Israeli forces killed 10 people in the West Bank on Wednesday, the ministry and the army said.

Five were killed inside Tulkarem refugee camp, according to the ministry, while Israel’s military confirmed an air strike that killed “a number of terrorists” during a raid there.

In the latest incident to unsettle the Middle East — and beyond — Iranian state media said Pakistani strikes Thursday on an Iranian border region killed nine people.

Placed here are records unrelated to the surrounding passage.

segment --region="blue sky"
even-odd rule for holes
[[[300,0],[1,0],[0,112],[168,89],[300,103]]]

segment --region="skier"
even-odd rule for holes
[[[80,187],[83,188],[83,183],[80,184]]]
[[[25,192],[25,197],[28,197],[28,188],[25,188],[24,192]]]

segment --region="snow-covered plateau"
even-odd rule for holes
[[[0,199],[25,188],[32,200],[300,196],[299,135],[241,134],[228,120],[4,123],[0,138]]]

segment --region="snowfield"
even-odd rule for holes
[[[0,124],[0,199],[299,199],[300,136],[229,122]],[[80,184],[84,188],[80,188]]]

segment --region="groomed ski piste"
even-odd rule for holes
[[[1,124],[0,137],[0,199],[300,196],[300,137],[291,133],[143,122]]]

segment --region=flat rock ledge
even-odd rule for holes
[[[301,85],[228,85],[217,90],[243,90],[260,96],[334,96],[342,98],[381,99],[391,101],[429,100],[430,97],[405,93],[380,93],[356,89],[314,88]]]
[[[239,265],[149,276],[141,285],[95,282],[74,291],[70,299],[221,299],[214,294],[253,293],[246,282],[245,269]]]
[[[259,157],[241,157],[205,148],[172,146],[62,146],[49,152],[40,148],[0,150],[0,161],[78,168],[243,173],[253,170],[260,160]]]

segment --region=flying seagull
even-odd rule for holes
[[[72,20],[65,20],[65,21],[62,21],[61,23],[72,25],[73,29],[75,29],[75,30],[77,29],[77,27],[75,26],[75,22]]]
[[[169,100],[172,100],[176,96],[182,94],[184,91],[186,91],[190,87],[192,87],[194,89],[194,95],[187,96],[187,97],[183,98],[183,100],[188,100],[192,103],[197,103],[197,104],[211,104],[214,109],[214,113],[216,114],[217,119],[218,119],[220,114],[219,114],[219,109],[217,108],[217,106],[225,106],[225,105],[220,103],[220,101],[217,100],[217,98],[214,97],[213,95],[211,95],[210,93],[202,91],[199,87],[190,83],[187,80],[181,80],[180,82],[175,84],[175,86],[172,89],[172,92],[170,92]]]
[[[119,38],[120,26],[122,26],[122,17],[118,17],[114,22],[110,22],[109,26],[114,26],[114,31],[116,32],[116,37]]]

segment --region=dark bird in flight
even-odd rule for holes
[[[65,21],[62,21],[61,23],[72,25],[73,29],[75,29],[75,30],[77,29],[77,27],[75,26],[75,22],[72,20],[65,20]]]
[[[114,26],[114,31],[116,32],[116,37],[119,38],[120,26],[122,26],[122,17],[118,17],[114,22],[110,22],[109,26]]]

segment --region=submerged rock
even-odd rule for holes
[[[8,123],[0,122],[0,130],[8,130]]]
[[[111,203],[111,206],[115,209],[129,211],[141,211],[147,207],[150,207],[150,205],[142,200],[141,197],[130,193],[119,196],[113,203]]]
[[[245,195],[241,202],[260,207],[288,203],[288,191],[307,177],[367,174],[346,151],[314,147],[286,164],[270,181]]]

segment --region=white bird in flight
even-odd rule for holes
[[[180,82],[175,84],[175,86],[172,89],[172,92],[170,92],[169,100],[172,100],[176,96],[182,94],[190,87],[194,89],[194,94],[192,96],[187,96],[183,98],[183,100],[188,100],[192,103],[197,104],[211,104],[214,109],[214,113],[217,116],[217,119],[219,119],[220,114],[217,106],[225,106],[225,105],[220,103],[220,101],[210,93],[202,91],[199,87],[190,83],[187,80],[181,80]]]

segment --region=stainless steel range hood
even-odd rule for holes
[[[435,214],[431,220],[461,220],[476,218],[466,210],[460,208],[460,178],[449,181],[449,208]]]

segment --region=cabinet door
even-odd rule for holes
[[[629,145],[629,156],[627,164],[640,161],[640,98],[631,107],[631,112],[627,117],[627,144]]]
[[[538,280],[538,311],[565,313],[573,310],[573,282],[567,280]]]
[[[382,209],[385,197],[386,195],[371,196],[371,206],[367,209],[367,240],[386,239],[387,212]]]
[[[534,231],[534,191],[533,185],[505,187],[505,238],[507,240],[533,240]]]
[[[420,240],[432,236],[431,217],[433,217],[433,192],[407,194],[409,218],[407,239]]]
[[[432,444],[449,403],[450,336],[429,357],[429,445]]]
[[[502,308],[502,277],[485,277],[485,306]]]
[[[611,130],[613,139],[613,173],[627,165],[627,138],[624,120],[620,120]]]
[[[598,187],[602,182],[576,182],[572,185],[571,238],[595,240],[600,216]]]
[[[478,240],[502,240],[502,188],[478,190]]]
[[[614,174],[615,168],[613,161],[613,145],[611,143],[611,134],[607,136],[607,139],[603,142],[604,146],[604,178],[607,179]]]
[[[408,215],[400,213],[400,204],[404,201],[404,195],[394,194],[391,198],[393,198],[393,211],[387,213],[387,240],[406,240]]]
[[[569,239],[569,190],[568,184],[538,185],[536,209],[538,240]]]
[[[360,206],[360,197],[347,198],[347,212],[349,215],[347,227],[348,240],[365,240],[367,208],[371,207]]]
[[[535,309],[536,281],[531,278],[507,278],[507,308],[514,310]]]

Pakistan said it had targeted militants.

This followed a rare Iranian air strike, late on Tuesday, which Iranian media said targeted a group which in December claimed the killing of at least 11 Iranian policemen.

Iran’s Revolutionary Guards earlier said they had destroyed the “Zionist regime’s spy headquarters in the Kurdistan region of Iraq”. Tehran also launched attacks on targets in Syria.

European Union spokesman Peter Stano said the series of attacks are of “utmost concern” and have “a destabilising effect on the region”.

Israel has exchanged regular cross-border fire with Lebanon’s Iran-backed Hezbollah movement since the start of the Israel-Hamas war.

US forces late Wednesday said they conducted a fourth round of strikes on areas of Yemen controlled by Iran-backed Huthi rebels who have disrupted shipping in the Red Sea. The US military said it struck 14 Huthi missiles that were loaded to be fired.